MG GS zaprezentowany na salonie w Szanghaju
Już dawno minęły czasy, gdy premiery na chińskich salonach samochodowych nie miały dla nas żadnego znaczenia, a ich oglądanie miało na celu naśmiewanie się z nieudolnych kopii "zdolnych stylistów" z Kraju Środka. Dziś kopii również nie brakuje, ale pojawiają się również ważne i interesujące nowości.
Niektóre modele po premierze na Salonie Samochodowym w Szanghaju trafią również na rynek europejski. Tak będzie z modelem MG GS, czyli niewielkim crossoverem o dość przyjemnych, ale mało zaskakujących kształtach. Z przodu mamy wąski grill, który łączy się z ładnymi światłami, niżej zastosowano muskularny zderzak, dookoła mamy liczne nakładki z tworzywa sztucznego, z tyłu zaś płynnie narysowane światła, które zwracają na siebie uwagę.
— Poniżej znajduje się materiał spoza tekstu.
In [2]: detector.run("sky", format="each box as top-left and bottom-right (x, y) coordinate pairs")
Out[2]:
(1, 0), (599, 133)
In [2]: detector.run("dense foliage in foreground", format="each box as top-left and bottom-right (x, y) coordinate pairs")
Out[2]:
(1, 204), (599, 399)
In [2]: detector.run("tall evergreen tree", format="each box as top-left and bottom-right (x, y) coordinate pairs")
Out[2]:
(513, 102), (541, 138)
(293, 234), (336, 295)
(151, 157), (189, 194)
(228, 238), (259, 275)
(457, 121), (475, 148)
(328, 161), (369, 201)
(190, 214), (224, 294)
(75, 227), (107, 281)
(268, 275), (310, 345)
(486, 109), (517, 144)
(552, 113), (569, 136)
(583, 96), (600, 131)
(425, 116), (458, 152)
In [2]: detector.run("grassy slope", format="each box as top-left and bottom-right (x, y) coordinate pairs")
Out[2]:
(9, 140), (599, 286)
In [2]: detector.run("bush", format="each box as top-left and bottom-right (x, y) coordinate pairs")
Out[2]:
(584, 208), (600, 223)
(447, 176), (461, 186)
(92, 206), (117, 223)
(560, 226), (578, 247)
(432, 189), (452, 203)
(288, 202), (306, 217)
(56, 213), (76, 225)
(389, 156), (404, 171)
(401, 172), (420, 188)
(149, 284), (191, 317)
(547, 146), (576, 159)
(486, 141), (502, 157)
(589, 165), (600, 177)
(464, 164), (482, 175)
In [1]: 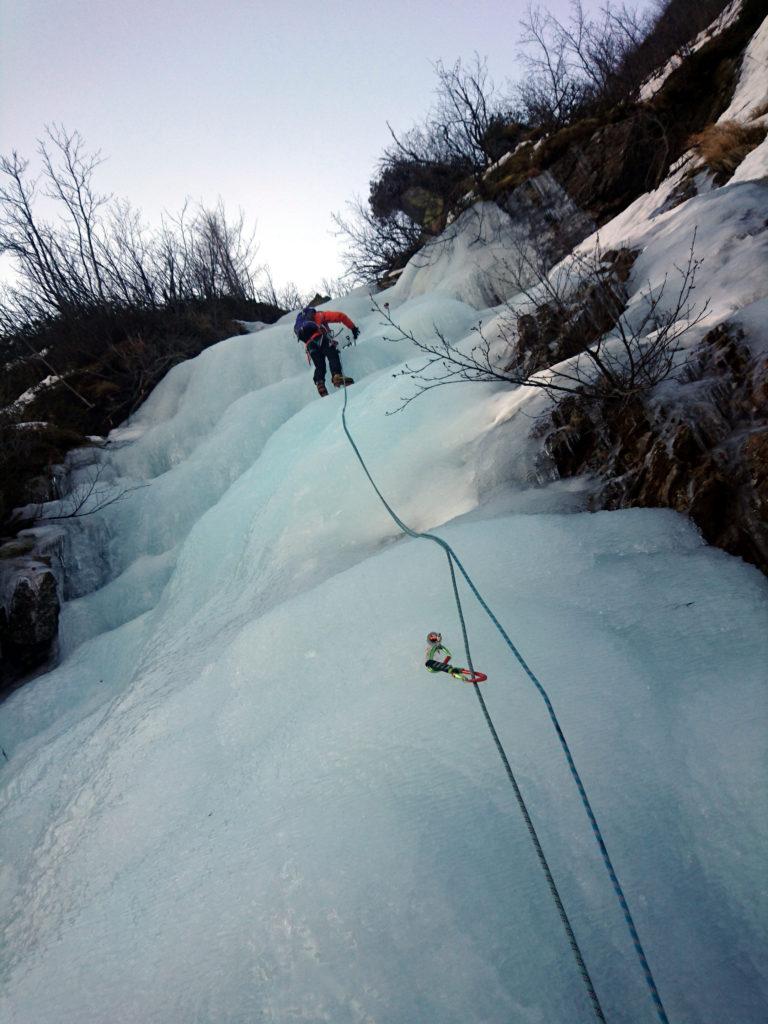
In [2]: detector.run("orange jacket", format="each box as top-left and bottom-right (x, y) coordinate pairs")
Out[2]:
(312, 310), (356, 333)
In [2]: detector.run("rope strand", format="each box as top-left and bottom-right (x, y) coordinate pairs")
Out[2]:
(446, 550), (607, 1022)
(338, 370), (670, 1024)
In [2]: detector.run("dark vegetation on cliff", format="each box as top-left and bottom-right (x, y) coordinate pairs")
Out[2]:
(538, 325), (768, 573)
(336, 0), (763, 281)
(0, 128), (292, 526)
(1, 296), (281, 520)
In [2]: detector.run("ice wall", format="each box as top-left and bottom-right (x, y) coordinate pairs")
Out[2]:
(1, 121), (768, 1023)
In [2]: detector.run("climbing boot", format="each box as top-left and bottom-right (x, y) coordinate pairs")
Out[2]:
(332, 373), (354, 388)
(316, 380), (328, 397)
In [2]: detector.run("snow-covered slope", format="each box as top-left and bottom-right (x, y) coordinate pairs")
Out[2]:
(2, 36), (768, 1024)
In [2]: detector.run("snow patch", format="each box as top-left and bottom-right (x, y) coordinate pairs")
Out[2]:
(638, 0), (745, 101)
(719, 13), (768, 122)
(8, 374), (62, 412)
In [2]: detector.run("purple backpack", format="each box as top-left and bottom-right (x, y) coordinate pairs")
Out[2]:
(293, 307), (319, 343)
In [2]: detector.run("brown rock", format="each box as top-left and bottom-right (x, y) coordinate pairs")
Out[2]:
(0, 538), (36, 559)
(670, 423), (701, 464)
(0, 560), (60, 682)
(744, 430), (768, 509)
(688, 466), (731, 542)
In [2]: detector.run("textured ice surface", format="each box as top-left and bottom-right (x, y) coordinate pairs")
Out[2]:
(392, 202), (522, 308)
(1, 504), (767, 1024)
(2, 118), (768, 1023)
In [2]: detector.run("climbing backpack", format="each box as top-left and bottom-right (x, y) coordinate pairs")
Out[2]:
(294, 307), (320, 344)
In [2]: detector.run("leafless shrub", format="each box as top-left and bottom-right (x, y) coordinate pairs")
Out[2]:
(516, 1), (648, 128)
(516, 4), (594, 129)
(0, 127), (263, 331)
(11, 338), (94, 410)
(380, 235), (708, 411)
(335, 56), (514, 282)
(427, 56), (514, 175)
(0, 417), (78, 520)
(92, 332), (201, 417)
(20, 463), (146, 522)
(382, 56), (513, 183)
(253, 267), (308, 312)
(332, 196), (424, 284)
(516, 0), (734, 128)
(319, 275), (355, 300)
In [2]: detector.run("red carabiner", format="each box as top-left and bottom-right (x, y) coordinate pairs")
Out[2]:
(460, 669), (487, 684)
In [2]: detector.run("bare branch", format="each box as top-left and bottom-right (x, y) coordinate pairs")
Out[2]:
(28, 464), (148, 521)
(379, 233), (707, 412)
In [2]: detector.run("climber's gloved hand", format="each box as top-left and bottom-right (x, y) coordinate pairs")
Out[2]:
(351, 325), (360, 340)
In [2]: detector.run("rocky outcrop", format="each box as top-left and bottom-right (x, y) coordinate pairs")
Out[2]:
(483, 0), (766, 230)
(505, 248), (639, 378)
(398, 188), (446, 235)
(546, 112), (672, 224)
(498, 170), (596, 273)
(0, 544), (60, 687)
(538, 324), (768, 574)
(369, 160), (468, 238)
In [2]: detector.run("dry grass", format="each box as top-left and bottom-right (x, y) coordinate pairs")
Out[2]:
(688, 120), (768, 179)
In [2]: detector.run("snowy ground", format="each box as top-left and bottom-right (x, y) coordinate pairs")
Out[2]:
(2, 27), (768, 1022)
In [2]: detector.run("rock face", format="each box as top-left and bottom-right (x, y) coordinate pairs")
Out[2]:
(0, 551), (61, 686)
(547, 113), (670, 224)
(505, 247), (638, 379)
(499, 170), (596, 273)
(400, 187), (446, 235)
(538, 325), (768, 574)
(483, 0), (766, 231)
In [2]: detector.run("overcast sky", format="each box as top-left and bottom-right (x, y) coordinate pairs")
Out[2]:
(3, 0), (592, 293)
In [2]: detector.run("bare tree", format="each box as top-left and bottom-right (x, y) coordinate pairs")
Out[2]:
(186, 202), (260, 302)
(320, 275), (355, 300)
(517, 5), (589, 128)
(0, 128), (265, 331)
(38, 125), (111, 303)
(336, 55), (514, 282)
(516, 1), (651, 127)
(0, 148), (84, 320)
(254, 267), (308, 311)
(153, 200), (194, 305)
(332, 197), (424, 283)
(102, 198), (159, 307)
(428, 56), (513, 175)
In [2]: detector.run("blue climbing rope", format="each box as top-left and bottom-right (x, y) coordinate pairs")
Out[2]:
(338, 371), (671, 1024)
(445, 546), (607, 1023)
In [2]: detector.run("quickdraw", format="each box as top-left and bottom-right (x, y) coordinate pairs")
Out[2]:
(424, 632), (487, 684)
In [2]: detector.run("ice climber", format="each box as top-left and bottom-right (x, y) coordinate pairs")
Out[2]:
(293, 306), (359, 397)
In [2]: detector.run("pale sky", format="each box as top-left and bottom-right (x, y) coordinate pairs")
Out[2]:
(2, 0), (593, 293)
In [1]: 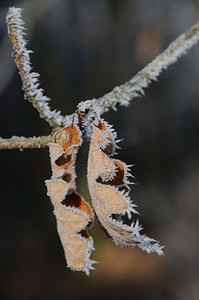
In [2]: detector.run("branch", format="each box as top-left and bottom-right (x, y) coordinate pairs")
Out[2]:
(2, 7), (199, 150)
(0, 135), (53, 150)
(6, 7), (64, 129)
(78, 20), (199, 114)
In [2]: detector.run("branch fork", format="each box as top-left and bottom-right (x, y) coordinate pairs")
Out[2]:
(0, 6), (199, 150)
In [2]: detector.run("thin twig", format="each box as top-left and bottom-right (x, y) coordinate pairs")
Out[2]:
(78, 21), (199, 114)
(0, 135), (53, 150)
(6, 7), (63, 129)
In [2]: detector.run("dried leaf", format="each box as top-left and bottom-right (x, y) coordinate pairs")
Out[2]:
(87, 116), (164, 256)
(46, 120), (96, 275)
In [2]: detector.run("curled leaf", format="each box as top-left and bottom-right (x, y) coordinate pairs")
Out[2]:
(46, 120), (96, 275)
(87, 115), (164, 256)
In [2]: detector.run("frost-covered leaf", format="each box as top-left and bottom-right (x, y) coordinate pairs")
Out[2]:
(46, 117), (96, 275)
(87, 114), (164, 256)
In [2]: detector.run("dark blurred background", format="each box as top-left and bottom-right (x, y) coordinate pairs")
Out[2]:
(0, 0), (199, 299)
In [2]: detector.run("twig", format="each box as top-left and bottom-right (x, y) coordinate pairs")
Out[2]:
(6, 7), (63, 129)
(78, 21), (199, 114)
(0, 135), (53, 150)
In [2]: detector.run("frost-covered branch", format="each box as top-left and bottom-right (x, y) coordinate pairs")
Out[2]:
(0, 135), (53, 150)
(2, 7), (199, 151)
(6, 7), (63, 129)
(78, 20), (199, 114)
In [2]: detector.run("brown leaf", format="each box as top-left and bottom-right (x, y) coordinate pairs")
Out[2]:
(87, 115), (164, 256)
(46, 120), (96, 275)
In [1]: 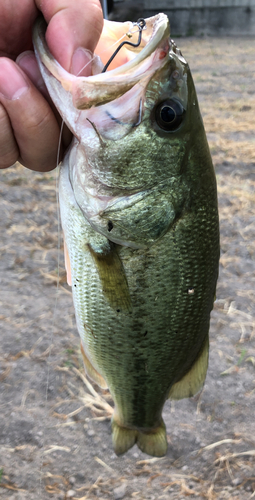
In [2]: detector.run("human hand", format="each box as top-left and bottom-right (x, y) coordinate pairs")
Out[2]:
(0, 0), (103, 171)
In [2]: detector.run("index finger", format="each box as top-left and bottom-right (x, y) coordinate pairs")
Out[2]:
(35, 0), (103, 72)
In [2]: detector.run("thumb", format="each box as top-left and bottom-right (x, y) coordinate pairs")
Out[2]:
(35, 0), (104, 75)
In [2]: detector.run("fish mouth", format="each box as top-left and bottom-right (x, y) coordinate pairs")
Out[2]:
(33, 14), (170, 109)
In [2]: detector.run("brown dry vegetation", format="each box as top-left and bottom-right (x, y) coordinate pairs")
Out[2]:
(0, 37), (255, 499)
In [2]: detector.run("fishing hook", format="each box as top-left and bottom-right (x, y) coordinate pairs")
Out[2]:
(102, 18), (146, 73)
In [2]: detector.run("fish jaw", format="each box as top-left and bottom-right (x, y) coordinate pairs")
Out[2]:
(33, 14), (170, 110)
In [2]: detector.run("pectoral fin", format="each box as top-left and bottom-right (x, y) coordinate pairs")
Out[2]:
(88, 243), (132, 313)
(169, 335), (209, 400)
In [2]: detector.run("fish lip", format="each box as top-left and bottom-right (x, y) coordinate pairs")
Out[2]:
(33, 14), (171, 108)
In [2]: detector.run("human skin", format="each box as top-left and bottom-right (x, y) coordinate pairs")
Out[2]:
(0, 0), (103, 171)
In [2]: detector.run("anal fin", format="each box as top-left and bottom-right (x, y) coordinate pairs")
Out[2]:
(169, 335), (209, 400)
(80, 342), (108, 389)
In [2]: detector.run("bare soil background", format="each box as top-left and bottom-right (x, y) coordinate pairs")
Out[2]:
(0, 36), (255, 500)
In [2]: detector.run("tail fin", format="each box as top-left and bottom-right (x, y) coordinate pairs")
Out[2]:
(111, 418), (137, 456)
(137, 419), (167, 457)
(111, 417), (167, 457)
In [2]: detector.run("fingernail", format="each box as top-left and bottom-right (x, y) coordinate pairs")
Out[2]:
(0, 59), (29, 100)
(71, 48), (92, 77)
(17, 51), (45, 90)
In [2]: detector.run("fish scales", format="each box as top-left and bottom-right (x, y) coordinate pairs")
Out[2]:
(33, 13), (220, 457)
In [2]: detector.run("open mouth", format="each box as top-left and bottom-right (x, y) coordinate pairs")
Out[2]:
(33, 14), (170, 109)
(94, 16), (169, 73)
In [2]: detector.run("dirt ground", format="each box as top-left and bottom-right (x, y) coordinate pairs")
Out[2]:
(0, 36), (255, 500)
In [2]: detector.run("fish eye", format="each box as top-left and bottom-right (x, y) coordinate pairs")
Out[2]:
(155, 99), (185, 131)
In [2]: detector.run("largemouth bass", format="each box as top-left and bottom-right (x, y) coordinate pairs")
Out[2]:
(33, 13), (219, 457)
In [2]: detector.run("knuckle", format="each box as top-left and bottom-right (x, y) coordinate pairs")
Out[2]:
(0, 151), (19, 169)
(24, 106), (53, 134)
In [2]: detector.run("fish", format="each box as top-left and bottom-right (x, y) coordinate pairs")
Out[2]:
(33, 13), (220, 457)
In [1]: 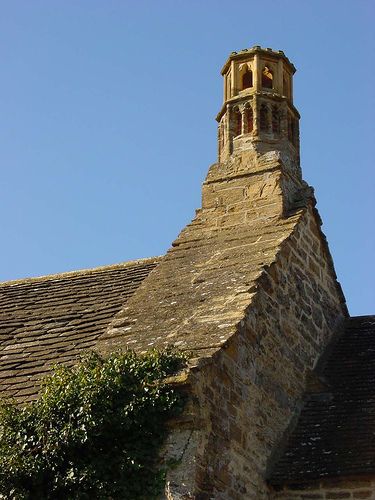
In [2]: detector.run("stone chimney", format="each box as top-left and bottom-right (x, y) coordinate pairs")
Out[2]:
(100, 47), (347, 498)
(202, 46), (310, 220)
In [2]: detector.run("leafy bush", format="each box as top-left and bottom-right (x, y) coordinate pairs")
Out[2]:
(0, 349), (187, 499)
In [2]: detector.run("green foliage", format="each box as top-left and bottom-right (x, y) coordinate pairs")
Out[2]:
(0, 349), (187, 499)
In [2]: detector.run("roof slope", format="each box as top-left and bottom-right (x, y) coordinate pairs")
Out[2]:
(99, 208), (304, 357)
(0, 258), (160, 403)
(270, 315), (375, 484)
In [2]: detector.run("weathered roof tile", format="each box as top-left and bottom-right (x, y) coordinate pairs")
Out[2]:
(0, 258), (160, 403)
(270, 315), (375, 484)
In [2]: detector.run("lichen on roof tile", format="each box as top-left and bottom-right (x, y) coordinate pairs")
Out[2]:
(0, 258), (160, 402)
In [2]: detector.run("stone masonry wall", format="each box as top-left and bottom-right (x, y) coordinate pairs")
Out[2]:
(272, 477), (375, 499)
(96, 143), (348, 498)
(163, 204), (347, 499)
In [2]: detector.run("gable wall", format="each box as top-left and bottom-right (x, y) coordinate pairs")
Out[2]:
(99, 160), (301, 356)
(164, 206), (347, 499)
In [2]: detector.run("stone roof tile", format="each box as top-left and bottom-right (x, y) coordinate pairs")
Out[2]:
(99, 211), (303, 356)
(0, 258), (160, 403)
(270, 315), (375, 484)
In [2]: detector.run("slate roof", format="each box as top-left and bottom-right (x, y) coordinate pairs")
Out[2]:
(0, 258), (160, 403)
(270, 315), (375, 485)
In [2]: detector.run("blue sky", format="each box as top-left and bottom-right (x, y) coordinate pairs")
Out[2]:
(0, 0), (373, 316)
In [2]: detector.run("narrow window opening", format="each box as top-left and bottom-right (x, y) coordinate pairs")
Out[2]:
(272, 106), (280, 134)
(226, 72), (231, 99)
(262, 67), (273, 89)
(283, 74), (290, 98)
(242, 70), (253, 90)
(218, 123), (224, 154)
(234, 109), (242, 137)
(260, 104), (268, 131)
(288, 114), (294, 144)
(246, 106), (253, 133)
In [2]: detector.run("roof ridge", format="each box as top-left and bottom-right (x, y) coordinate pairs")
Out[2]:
(347, 314), (375, 320)
(0, 256), (162, 288)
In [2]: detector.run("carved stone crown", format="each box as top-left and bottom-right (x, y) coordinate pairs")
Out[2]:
(216, 46), (300, 166)
(200, 46), (312, 218)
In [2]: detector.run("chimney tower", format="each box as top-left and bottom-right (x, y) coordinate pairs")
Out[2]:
(203, 46), (308, 218)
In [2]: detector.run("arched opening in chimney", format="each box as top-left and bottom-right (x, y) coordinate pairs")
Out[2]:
(260, 104), (268, 131)
(233, 108), (242, 137)
(262, 67), (273, 89)
(242, 70), (253, 90)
Oprócz tylnej części auta, wszystko sprawia wrażenie, że już gdzieś to widzieliśmy. W opcji znajdziemy światła LED do jazdy dziennej oraz wiele różnych wzorów felg w rozmiarze od 16 do 18 cali. Wnętrze jest spokojne, nie brakuje tu ostrych linii oraz sporej liczby przycisków na konsoli centralnej. W wyższych wersjach wyposażenia znajdziemy skórzaną tapicerkę, system infomedialny z 6- lub 8-calowym wyświetlaczem.
Pod maską pojawi się jeden z dwóch silników. Może to być turbodoładowana jednostka 1.5 generująca 168 KM oraz 250 Nm momentu obrotowego. Jest również turbodoładowany silnik 2.0 o mocy 220 KM z momentem obrotowym na poziomie 350 Nm. W zależności od rodzaju jednostki napędowej, napęd będzie kierowany na przednie koła lub opcjonalnie na obie osie za pośrednictwem 6-biegowej skrzyni manualnej lub dwusprzęgłowej automatycznej o 6 bądź 7 przełożeniach.
MG GS trafi w pierwszej kolejności na rynek chiński, zaś potem na rynki w Europie. Europejski debiut zaplanowano na 2016 rok.